The story of this car is pretty incredible. “In the year 1924, my family’s 143 was bought by a Danish-American (Isac Heymann) who had made a fortune in The United States. Along with the Packard, he bought a Cadillac, and with both cars he returned to Denmark at the end of 1924, where he intended to settle down. However, he had not considered that the Danish tax authorities would want to have a substantial part in his quickly earned fortune.” Unfortunately, he was killed in an accident with the Cadillac in 1927 and the Packard was basically garaged until the 1960s. It was garaged again in 2004 where it has remained until now. You can fit six of your friends or family along with you and have a great time with this Packard.
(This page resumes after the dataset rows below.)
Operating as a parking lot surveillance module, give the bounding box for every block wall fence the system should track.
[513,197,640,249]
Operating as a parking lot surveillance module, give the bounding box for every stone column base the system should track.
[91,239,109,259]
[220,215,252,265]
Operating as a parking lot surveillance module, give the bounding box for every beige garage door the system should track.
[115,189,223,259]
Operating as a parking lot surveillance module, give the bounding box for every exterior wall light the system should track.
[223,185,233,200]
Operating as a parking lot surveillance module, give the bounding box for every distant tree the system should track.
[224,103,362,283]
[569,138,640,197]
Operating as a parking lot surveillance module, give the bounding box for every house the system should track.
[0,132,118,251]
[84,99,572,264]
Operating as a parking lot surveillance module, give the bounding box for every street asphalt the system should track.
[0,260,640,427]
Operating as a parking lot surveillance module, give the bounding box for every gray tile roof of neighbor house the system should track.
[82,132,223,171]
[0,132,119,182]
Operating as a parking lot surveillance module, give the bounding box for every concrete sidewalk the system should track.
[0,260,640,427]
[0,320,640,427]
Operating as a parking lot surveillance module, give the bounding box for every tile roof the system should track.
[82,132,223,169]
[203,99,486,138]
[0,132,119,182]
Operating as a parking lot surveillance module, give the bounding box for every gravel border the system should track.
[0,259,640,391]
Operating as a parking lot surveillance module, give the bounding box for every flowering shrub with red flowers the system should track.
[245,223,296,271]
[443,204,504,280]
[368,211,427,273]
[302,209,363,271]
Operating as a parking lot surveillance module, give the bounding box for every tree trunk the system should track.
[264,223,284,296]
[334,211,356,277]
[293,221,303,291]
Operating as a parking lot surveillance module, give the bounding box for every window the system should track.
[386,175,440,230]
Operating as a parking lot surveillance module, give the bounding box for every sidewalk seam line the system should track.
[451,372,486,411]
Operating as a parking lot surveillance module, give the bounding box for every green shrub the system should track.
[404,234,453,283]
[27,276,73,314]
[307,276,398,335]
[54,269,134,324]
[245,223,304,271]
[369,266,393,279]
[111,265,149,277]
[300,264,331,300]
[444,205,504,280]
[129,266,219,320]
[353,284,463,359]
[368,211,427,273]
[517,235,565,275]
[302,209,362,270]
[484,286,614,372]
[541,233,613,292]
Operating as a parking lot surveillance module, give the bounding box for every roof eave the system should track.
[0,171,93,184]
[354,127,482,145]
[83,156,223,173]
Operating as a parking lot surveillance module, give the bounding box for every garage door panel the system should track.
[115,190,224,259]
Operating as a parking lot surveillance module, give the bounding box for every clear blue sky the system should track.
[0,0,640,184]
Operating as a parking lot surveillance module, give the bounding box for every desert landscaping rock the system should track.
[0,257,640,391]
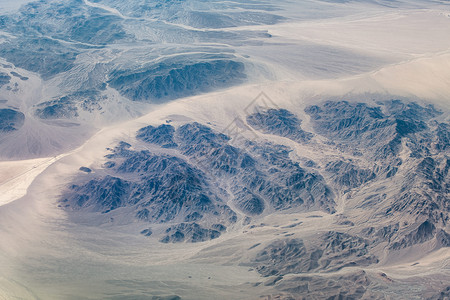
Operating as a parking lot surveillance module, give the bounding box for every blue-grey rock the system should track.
[0,108,25,132]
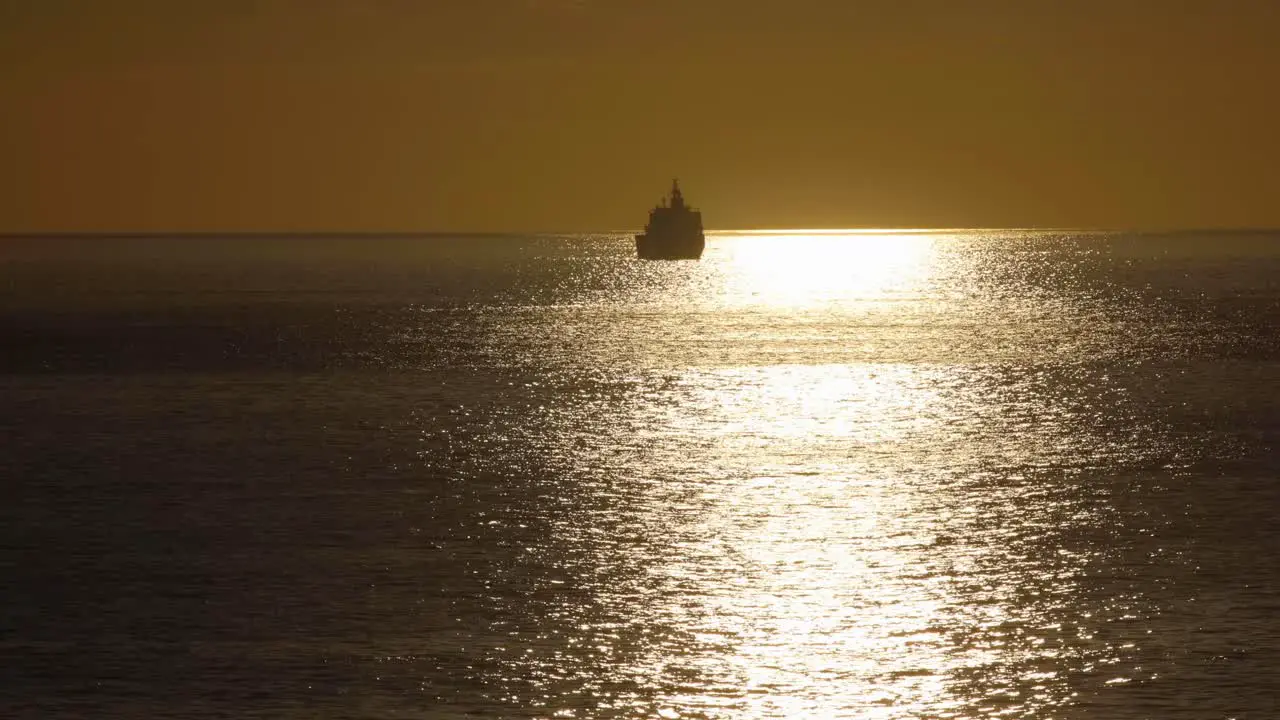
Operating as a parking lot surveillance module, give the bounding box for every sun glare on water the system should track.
[712,231,937,306]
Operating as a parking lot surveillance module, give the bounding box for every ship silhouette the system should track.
[636,179,707,260]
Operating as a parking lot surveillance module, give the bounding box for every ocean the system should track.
[0,231,1280,720]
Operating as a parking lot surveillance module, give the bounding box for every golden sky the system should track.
[0,0,1280,232]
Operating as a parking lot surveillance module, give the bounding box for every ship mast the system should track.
[671,178,685,209]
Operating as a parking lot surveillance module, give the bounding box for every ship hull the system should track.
[636,233,707,260]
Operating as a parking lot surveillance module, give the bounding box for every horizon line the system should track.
[0,225,1280,240]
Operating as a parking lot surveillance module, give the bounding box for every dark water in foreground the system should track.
[0,232,1280,719]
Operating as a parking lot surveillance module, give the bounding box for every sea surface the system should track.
[0,231,1280,720]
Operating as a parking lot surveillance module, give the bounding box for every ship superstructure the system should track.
[636,179,707,260]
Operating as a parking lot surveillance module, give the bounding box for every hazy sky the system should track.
[0,0,1280,232]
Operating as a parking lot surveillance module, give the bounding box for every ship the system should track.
[636,178,707,260]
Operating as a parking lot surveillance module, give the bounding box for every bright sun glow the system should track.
[716,231,937,305]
If you can afford to spend what some new SUVs cost to haul seven people around, I’d rather have this Packard any day. 

This is Packard’s 358 cubic-inch straight-eight with 85 hp. The seller says that the “motor will probably need restoration.” A lot of the car will need to be restored or at least refurbished in order to make it a driver-quality car. This is a Pebble Beach-type of automobile, rather than just an old car. It was the longest, most luxurious car available at the time from an American manufacturer and I’m on the fence as to what I would do in a post-Powerball world. Restore it or just get everything working and drive it. What would you do with this beautiful Packard?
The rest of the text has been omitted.